In this work, the method has been tested in representative turbomachinery cases using a quasi-2D annular definition of a fan blade. Different static pressure perturbations were used for this purpose. Cases with high and low frequency were evaluated to understand the applicability of the method. In all cases, the approach reproduced the time-marching solution using just two harmonics. The pressure perturbation contained a single harmonic, but strong nonlinear effects developed during the transients. The solution with a single harmonic predicts the general trends of the solution, but nonlinear effects give rise to higher harmonics. Overall, the method can reproduce the periodic solution accurately if the right number of temporal harmonics are retained.

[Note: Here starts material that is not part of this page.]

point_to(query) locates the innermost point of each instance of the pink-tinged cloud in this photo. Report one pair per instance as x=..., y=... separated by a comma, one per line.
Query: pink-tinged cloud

Notable savings in computational cost were observed when the PSpTM method was used with speed-up factors of between 2 and 10 with respect to the BDF2, depending on the case. However, the PSpTM method exhibits a poor periodic convergence rate, leaving room for further improvements in efficiency. However, even in its current form and with the current understanding, the method has a remarkable performance and is very simple to implement in any nonlinear time-marching code.